The antenna is set to length based on its operating frequency. If you lengthen it you need to do that in even fractions of the wavelength (do you know what frequency it operates at? 8^)

That aside, I had the same problem with my LR2, turning on was a pain. Ended up being a failing "on" switch. This was a small pushbutton soldered directly to the circuit board, not trivial to replace. I'll do it someday, but I have "fixed" it with a good blasting with compressed air (so far-so good, dust I assume)


----------



## firefighterontheside

Mine quit working completely a month ago. Thought it was toast. That was a rough week of walking into the closet and switching it on manually. Then I googled the problem and read about about the pairing button. I did this and it worked perfectly again. I wonder if pairing it every so often will keep it working better.


----------



## Jaybird64

I haven't heard one person say anything about if this will work with magnetic switches. Which is my problem. I have a Grizzly G0440 2HP single phase, 220V, 20amp. I receive my LR3 tonight and got is setup with both remotes. I turned on the magnetic switch to my DC and then hit the LR3 ON button. The green light illuminated on the magnetic switch but the DC unit failed to turn on. However, the LR3 OFF button will turn the DC off.
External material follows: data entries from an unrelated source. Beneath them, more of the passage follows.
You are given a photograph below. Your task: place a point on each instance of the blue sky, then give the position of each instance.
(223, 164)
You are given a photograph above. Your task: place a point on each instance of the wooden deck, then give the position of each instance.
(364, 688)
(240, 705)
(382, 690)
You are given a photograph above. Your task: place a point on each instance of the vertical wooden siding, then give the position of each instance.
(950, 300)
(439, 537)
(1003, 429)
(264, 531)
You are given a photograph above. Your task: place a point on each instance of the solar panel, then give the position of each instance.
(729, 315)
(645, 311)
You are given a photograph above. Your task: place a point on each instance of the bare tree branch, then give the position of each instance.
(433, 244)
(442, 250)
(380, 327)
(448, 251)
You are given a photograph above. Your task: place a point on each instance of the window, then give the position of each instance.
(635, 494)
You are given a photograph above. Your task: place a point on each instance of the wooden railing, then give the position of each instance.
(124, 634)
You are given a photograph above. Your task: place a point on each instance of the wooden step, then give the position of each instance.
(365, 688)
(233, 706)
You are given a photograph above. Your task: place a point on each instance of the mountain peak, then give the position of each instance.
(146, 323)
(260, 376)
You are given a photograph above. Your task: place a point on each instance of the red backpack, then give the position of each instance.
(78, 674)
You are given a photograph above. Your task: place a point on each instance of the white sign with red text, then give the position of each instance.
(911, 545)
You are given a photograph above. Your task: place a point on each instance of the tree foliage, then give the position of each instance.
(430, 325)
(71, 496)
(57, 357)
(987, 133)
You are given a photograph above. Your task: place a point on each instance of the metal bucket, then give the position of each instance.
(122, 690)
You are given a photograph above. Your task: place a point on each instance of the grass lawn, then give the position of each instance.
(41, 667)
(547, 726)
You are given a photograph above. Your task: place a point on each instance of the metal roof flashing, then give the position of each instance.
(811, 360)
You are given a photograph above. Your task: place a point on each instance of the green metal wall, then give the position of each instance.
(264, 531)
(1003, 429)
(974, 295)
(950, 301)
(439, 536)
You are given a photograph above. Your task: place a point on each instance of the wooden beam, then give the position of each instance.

I really want to keep my LR3 if someone can tell me how to correct my DC magnetic switch, if possible.

Thanks!

Btw- What does HF stand for?


----------



## firefighterontheside

Magnetic switches are meant to turn themselves off if power is interrupted and not come back on when power is restored. It will not work the way you want with that switch.

HF = harbor freight.


----------



## Routerisstillmyname

Did you get the LR for 220 volt or 110. HF stands for good old Harbor Fright


----------



## Jaybird64

> Magnetic switches are meant to turn themselves off if power is interrupted and not come back on when power is restored. It will not work the way you want with that switch.
> 
> HF = harbor freight.
> 
> - firefighterontheside


Thanks for the feedback! So with that being said, what are my alternatives? I should mention that my shop is a 2-story brick building. The DC is upstairs and all my large machines are on the main level. My Grizzly IR-remote will only work in line-of-sight, which is why I bought the Long Ranger III. (This is all a new build and I'm in the process of routing the duct system.) I plan on keeping my new DC.

Is it possible to change out the OEM magnetic switch with a non-magnetic switch, provided that it can operate the same specs…2HP 1PH, 220v/20amps? If so, where can I find one?

Or can I have an electrician hard wire my unit directly to use the LG3 remote?

I thought about (don't laugh) building a "thru floor periscope" to reflect the IR into the switch.


----------



## firefighterontheside

Grizzly sells a lot of switches. One like this would work. You may need to mount a new box in place of your magnetic one.
http://www.grizzly.com/products/Single-Phase-On-Off-Switch-110-230V/D4157

Another option along the lines of your periscope idea is to relocate your existing switch in a location that is visible from the first floor. Then you'd be able to use your original remote.


----------



## Jaybird64

Thanks for the link to the safety switch. I might give this a shot. This way I could still use my LR3. Mounting the magnetic switch on the first floor won't work for me because I will still have stations upstairs for doing smaller stuff that still create dust, like a secondary router table, sanding station, etc.


----------



## firefighterontheside

Sounds like a great shop. Pictures?


----------



## Jaybird64

Well, I took your advice and replaced my Grizzly magnetic switch with a Grizzly 220V safety switch, as shown in the picture. I tested it after rewiring it and it worked. Then I plugged it into the Longer Ranger 111 and I got the same result as with the magnetic switch. It will shut off but won't turn on the DC. This is probably because the ON switch is a push button, unlike a toggle or rocker switch.

With it still plugged into the LR3, I held down the safety switch ON button and then pressed the LR3 remote ON button, and it fired up. With my finger still holding down the safety switch ON button I then pressed the LR3 remote OFF button, and it over-rode the ON feature and shut the DC off.

Maybe this still isn't the right switch to be using? Theoretically my test proves that it works this way if the safety switch ON button was held down. I thought about using epoxy or superglue to lock the ON button in place, but not sure if this would be safe, including any residual adhesive fumes inside the switch box.

Now what? Hire an electrician?


----------



## firefighterontheside

Apparently that is a magnetic switch, even though it doesn't say so. I went looking for one that didn't say magnetic, but steered you in the wrong direction. I guess you need to have a toggle switch.


----------